Every day in the markets is a trip to school these days. Last week began with hopes of the Federal Reserve pivoting away from its hawkish squeeze on monetary policy at its next meeting in early November as equities rebounded after three weeks in the red in the world’s largest economy. But it ended with all major benchmarks crashing,
Treasury yields galloping and the dollar rising once again as a lower than expected unemployment rate – 3.5pc against 3.7pc – and higher than expected nonfarm payrolls – 263,000 against 250,000 – led money markets to raise the probability of a fourth straight 75 basis points rise in the interest rate on Nov1-2 to 92pc from 83pc before the date came out.
Ordinarily, a solid jobs report is just what the doctor ordered. In this case, though, it means that all the Fed’s harsh tightening hasn’t yet dented growth in the US economy, and it will still have to bite deeper into inflation to keep the economy from overheating; to the point of inducing a recession in the US, and therefore the global economy.
“This was a classic case of good news is bad news,” global strategist Bill Sterling told Reuters shortly after the numbers came out. “The market took the good news of the robust labour market report and turned it into an ever-more vigilant Fed and therefore potentially higher risks of a recession next year.”
All this means that for things to get better, which means for inflation to come down, the Fed will have to tighten the screws till unemployment rises, despite the political cost just around crucial midterm elections.
And with no chance of a tightening pause in the US anytime soon, markets will naturally look to China for looser policy, both fiscal and monetary. But Chinese services activity contracted for the first time in four months in September as Covid restrictions hurt already weak demand and shrank business confidence. That only means that bad news from China is not good news for the markets; at least not so far.
Now the IMF (International Monetary Fund) and World Bank have also joined the chorus of warnings about an impending global recession and revised growth downwards accordingly. That’s very bad news for emerging markets and developing countries which will continue to import inflation from, and export hot money investment to, a US market too used to printing dollars to buy itself out of crises.
Yet four consecutive 75bp hikes will take it into uncharted territory and, as analysts are constantly pointing out, once unemployment – a leading recession indicator – begins to rise it does so very sharply and it becomes difficult to control its momentum. That’s when you’re looking at a recession and a hemorrhaging US labour market spreading trauma all over the world.
Pakistan has been strangely isolated from all sorts of global trends since Finance Minister Ishaq Dar came back to the ministry a couple of weeks ago. The rupee pendulumed the other way and became the best performing currency in the world, shortly after being the worst performing, which was also after it was the best, and so on, and consumer price inflation as quoted in the news is beginning to soften; even if there’s little evidence of it in the retail market.

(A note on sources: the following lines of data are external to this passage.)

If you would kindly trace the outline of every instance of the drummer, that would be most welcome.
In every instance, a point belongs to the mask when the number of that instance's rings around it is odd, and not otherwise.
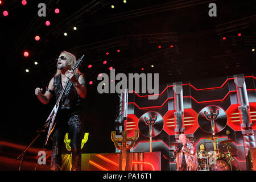
[[[197,156],[199,158],[206,157],[207,156],[207,152],[206,151],[205,146],[202,143],[199,146],[199,148],[197,151]]]

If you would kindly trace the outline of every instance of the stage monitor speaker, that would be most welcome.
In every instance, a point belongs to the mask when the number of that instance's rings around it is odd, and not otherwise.
[[[256,148],[249,149],[246,160],[247,170],[256,171]]]

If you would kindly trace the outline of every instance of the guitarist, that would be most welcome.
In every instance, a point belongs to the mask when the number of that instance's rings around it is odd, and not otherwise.
[[[86,94],[85,79],[77,68],[72,68],[76,62],[72,53],[63,51],[57,59],[57,71],[51,80],[44,94],[43,89],[37,88],[35,94],[44,104],[49,102],[53,95],[57,100],[68,78],[70,81],[61,98],[56,118],[56,124],[52,134],[52,152],[51,169],[61,170],[61,149],[67,131],[71,139],[72,170],[81,170],[81,142],[82,137],[82,98]]]

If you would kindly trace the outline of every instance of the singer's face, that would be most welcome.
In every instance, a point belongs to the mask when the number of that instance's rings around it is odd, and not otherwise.
[[[187,143],[187,137],[185,135],[181,134],[179,136],[179,140],[180,140],[180,143],[181,143],[183,146],[184,146]]]
[[[69,65],[67,55],[65,53],[61,53],[57,59],[57,68],[58,69],[62,69],[67,68]]]

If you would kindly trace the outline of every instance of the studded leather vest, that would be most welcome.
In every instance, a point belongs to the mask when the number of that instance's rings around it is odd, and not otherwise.
[[[80,75],[76,76],[78,80]],[[61,84],[61,74],[59,74],[53,78],[53,86],[56,101],[58,100],[63,87]],[[82,101],[78,94],[73,84],[69,81],[65,92],[60,101],[59,109],[65,110],[71,114],[80,113],[82,111]]]

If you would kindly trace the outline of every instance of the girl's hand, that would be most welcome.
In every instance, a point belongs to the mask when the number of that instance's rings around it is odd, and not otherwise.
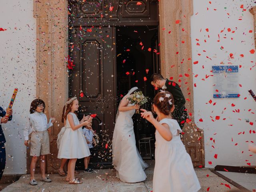
[[[55,118],[54,117],[51,117],[51,118],[52,119],[52,123],[53,124],[55,122]]]
[[[159,122],[159,118],[158,116],[156,117],[156,120],[158,122]]]
[[[140,106],[138,104],[136,104],[133,106],[133,108],[134,109],[139,109],[140,108]]]
[[[94,140],[92,141],[92,143],[94,145],[94,147],[97,145],[97,143],[96,143],[96,141],[95,140]]]
[[[155,120],[152,112],[147,111],[144,109],[141,109],[140,110],[143,111],[142,112],[140,113],[142,118],[146,119],[147,120],[150,122],[152,122],[154,120]]]
[[[1,123],[6,123],[8,122],[8,118],[6,117],[6,116],[2,117],[0,119],[0,121],[1,121]]]
[[[88,119],[88,121],[89,121],[89,122],[90,122],[91,123],[92,123],[92,120],[93,118],[92,118],[92,117],[90,116],[90,117]]]
[[[6,114],[7,114],[9,116],[12,115],[12,109],[7,108],[7,109],[6,109]]]
[[[26,140],[24,142],[24,144],[27,146],[28,146],[28,140]]]

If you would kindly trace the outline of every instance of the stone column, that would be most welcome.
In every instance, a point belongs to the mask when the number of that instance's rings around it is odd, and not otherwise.
[[[47,156],[48,173],[56,172],[59,166],[56,140],[63,126],[62,108],[68,96],[64,61],[68,53],[67,6],[66,0],[34,1],[34,16],[36,18],[36,97],[45,102],[48,118],[54,116],[57,121],[48,132],[51,153]]]
[[[256,31],[255,30],[255,27],[256,27],[256,6],[252,7],[249,10],[250,13],[253,16],[253,24],[254,26],[254,42],[255,42],[255,46],[256,46]]]
[[[188,112],[193,114],[190,37],[193,1],[160,1],[159,14],[161,73],[166,78],[173,77],[173,80],[181,86]],[[191,120],[185,125],[183,140],[194,166],[204,166],[203,132],[196,127],[193,115]]]

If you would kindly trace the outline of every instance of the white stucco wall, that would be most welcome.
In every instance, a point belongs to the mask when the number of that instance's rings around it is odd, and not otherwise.
[[[252,67],[255,65],[256,53],[250,52],[255,47],[254,33],[249,32],[250,30],[253,31],[254,28],[253,17],[249,9],[256,4],[250,0],[211,1],[211,4],[209,1],[193,0],[194,15],[191,18],[193,62],[198,61],[198,64],[193,64],[194,83],[196,85],[194,87],[194,113],[196,125],[204,132],[205,166],[211,168],[216,165],[248,166],[248,163],[256,165],[256,156],[248,151],[248,147],[251,141],[256,144],[256,134],[249,132],[250,130],[256,130],[256,115],[252,113],[256,112],[256,102],[248,91],[252,89],[256,93],[256,67]],[[246,11],[242,11],[241,4],[244,4]],[[239,20],[240,18],[242,20]],[[228,31],[228,28],[231,32]],[[234,33],[232,33],[232,31]],[[198,42],[200,46],[196,45]],[[230,53],[234,54],[234,59],[230,58]],[[241,57],[241,54],[244,55],[244,57]],[[222,62],[224,64],[221,64]],[[242,86],[239,87],[240,98],[213,98],[213,78],[206,78],[206,74],[212,74],[210,72],[212,66],[229,65],[242,65],[239,68],[239,83]],[[198,76],[194,77],[197,74]],[[208,103],[210,100],[212,101],[211,104]],[[214,102],[216,105],[213,105]],[[231,106],[232,103],[236,105],[234,107]],[[224,110],[225,108],[226,109]],[[238,109],[239,113],[232,111]],[[250,109],[252,110],[249,112]],[[216,116],[220,116],[219,120],[215,120]],[[199,121],[201,118],[203,122]],[[223,120],[224,118],[226,119]],[[245,119],[249,119],[253,125],[246,122]],[[238,135],[244,131],[244,134]],[[218,155],[217,159],[214,157],[215,154]],[[212,164],[210,164],[209,162]]]
[[[23,129],[36,96],[35,19],[33,0],[1,1],[0,106],[6,108],[15,88],[19,89],[13,106],[12,120],[2,127],[6,140],[4,174],[26,172]]]

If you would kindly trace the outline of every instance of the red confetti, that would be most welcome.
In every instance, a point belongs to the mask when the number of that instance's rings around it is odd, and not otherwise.
[[[229,186],[229,185],[228,184],[225,184],[225,186],[226,187],[227,187],[228,188],[229,188],[230,189],[231,189],[230,186]]]

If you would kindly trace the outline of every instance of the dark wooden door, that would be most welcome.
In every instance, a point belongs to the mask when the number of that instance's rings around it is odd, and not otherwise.
[[[115,117],[114,28],[79,27],[70,30],[70,56],[75,66],[69,72],[69,95],[78,97],[79,118],[97,115],[93,120],[99,136],[93,160],[97,163],[111,161],[108,146]]]
[[[80,118],[97,114],[93,128],[100,142],[92,162],[108,167],[118,105],[116,27],[158,26],[158,1],[70,0],[68,14],[69,54],[75,65],[69,72],[69,96],[78,98]]]

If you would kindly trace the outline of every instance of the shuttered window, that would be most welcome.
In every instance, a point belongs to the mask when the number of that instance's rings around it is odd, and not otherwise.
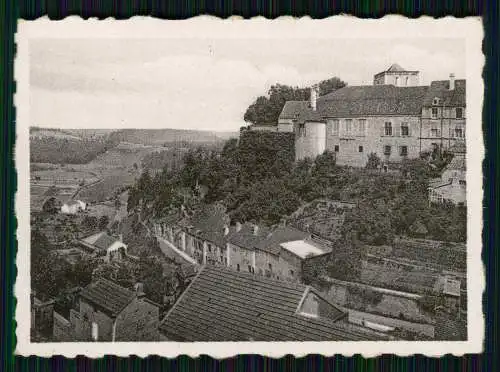
[[[392,123],[390,121],[385,122],[384,134],[386,136],[392,136]]]

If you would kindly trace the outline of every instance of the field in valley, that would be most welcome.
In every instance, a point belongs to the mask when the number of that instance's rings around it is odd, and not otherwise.
[[[39,210],[49,196],[100,203],[132,185],[140,176],[142,159],[163,147],[120,143],[87,164],[34,163],[31,170],[31,207]],[[106,213],[108,214],[108,213]]]

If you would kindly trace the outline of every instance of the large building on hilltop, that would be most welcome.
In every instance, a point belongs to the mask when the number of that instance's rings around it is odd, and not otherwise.
[[[465,140],[465,80],[420,86],[419,72],[394,64],[373,85],[347,86],[310,101],[286,102],[277,130],[295,133],[296,159],[329,150],[337,164],[365,166],[375,153],[386,167]]]

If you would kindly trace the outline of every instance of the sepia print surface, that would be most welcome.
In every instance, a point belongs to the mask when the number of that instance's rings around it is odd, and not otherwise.
[[[19,28],[19,353],[481,349],[480,20]]]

That’s led even the government-friendly press to wonder if someone is cooking the books just like once upon a time when Dar was in the seat some years ago. The SBP (State Bank of Pakistan) has also probably just become the first central bank to pivot away from raising rates over the last few months, leaving them unchanged this week.
Dar is patting himself on the back for a job well done, no doubt, as he heads to the US to attend the annual IMF/World Bank meetings. But his interactions with officials there may well make him realise that propping up the rupee and trying to cut rates at this time is good news for him, because it’s his script, but it’s bad news for the country in the long term.